Mr Scott Graham     

Head of Agriculture at Barker College in New South Wales, Mr Scott Graham is changing the way agricultural science is taught at secondary schools, by developing unique programs to engage students and emphasise the positive difference agriculture makes to society.

Mr Graham draws on 12 years of teaching experience to educate students about the importance of agriculture in Australia, and the employment opportunities in this scientific and business-driven field.

Under his leadership, student enrolments in agriculture at Barker College have tripled over the past seven years. The school has more than double the number of Year 12 agriculture students than any other school in Australia. Around 30 per cent of these students have gone on to pursue agriculture-related degrees at university level.

Watch a video about their work

[Music plays and the image shows a slide showing the Australian Government Crest, Prime Minister’s Prize for Excellence in Science Teaching in Secondary Schools medallion animated and turning, and the words 2021, Prime Minister’s Prize for Excellence in Science Teaching in Secondary Schools, and the name, Mr Scott Graham]

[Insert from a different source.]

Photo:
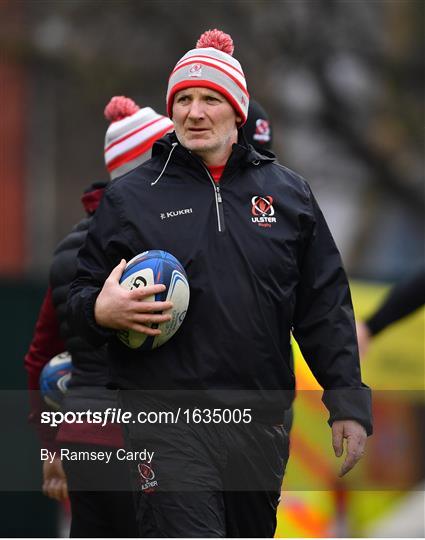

[Image changes to show a classroom of students looking at Scott Graham presenting, and the camera gradually zooms in on Scott Graham]

My name is Scott Graham and I'm the Head of Agriculture here at Barker College in New South Wales.

[Image changes to show a close view of Scott talking to the camera]

Barker College was founded over 130 years ago and Agriculture has been a subject ever since the beginning.

[Images move through of an aerial view looking down on sheep being drafted in yards, cattle running across a paddock, a ute moving through red dirt terrain, and then two people next to a ute]

However, in the mid-2000s the subject was almost shut down due to low demand for agriculture.

[Image changes to show a group of students standing in a paddock and listening to a teacher, and then the image changes to show a school group walking through a large warehouse]

One of the reasons for these low enrolments is students didn't have a clear understanding of all of the opportunities in agriculture, both rural and urban.

[Image changes to show Scott talking to the camera, and then images move through of an aerial view looking down on students leaving a bus on a farm, and then Scott pointing to a map while talking]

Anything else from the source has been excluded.